A glint from his massive diver’s watch as he pushed his hand through his hair where a boyish, almost-white tuft kept sticking straight up. He aroused the same emotions as the countless jocks in her past. She wanted to bite his arm.

“I know how lonely one can feel sometimes, believe you me. I’ve lived in a trapper cabin for ten months.”

She smiled sardonically but thought: he cannot have a clue how insensitive that comment is.

“What about a cup of coffee?”

“No.”

“Then why not make a note of my telephone number anyway? Then you’ll have a friend to contact here. Just in case.”

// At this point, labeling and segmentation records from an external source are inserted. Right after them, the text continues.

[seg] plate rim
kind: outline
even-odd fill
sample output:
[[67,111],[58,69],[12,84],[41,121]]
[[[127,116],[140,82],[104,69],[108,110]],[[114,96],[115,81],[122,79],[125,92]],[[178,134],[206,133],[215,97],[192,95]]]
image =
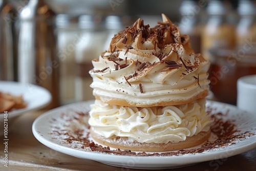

It seemed easier to do as he said. They stood silently side by side for several minutes, waiting for their luggage.

7

DR. RICE SAID that there had been no change in the grieving process. There should be a change in the grieving process after six to twelve months. It is a cause for concern if, after six to twelve months, there is no change in the grieving process. All this, according to Dr. Rice.

In other words, it is generally accepted that grief should show orderly progress.

“Now, what are your thoughts about this?”

“I don’t think about it. I haven’t set myself any goals.”

“I was under the impression that we had, together?”

“Maybe we did.”

“We have discussed the lifelong outcomes.”

Dr. Rice balanced the lifelong outcomes on the palm of his hand.

“That’s not, however, what I am talking about now,” he said, and reached out with his other hand. His movements were swift and unusually engaged for someone of his age. “I’m referring to not seeing any step change, however small, in the short term. I might also consider reducing your medication.”

“‘Also?’”

“That’s right.”

“Also… what?”

“Jane, I don’t weigh every word.”

His eyes were bright and quick, and surrounded by dry, wrinkly skin like a parrot’s. Sometimes, she felt she was there mostly to please him.

“For as long as your mind is dulled in various ways, it will be difficult for you to move on, all the way from denial to acceptance.”

“That’s the Kübler-Ross model again, right?”

Dr. Rice’s smile was that of a grandfather having to cope with a troublesome grandchild. She actually felt bad about tormenting him, but the discomfort it caused was as simple and unmistakable as holding one’s hand in scalding water. In her previous session with Dr. Rice, she had talked about the widespread and growing skepticism toward Elisabeth Kübler-Ross’s theoretical stages of grieving, a paradigm that had dominated work with the bereaved for the last forty years. She had also referred to some of the critical articles that, a decade or so after Kübler-Ross’s death, described her as a New Age spiritualist and a charlatan whose theory was based on anecdotal observations.

“So good to hear that you find the energy to read, Jane,” Dr. Rice had replied, without sarcasm.

His office smelled of tear-stained paper tissues. His creaking leather chair allowed him to swing forward and back as he spoke. The room had a window, but looking into what could be another room, or a corridor, because one could sometimes see shadowy figures pass by on the other side of its milky glass. There were no diplomas on the wall above his dry, bald head, but instead framed children’s drawings. She had a feeling that during one of her early consultations, he had spoken about his voluntary work with Somalian refugee children, which included trauma management.

While he thought, Dr. Rice was breathing heavily and loudly through his nose. “It also seems true to say that the pills don’t help to prevent your functional episodes—is that right?”

The word functional made Jane think of space-saving wardrobe solutions.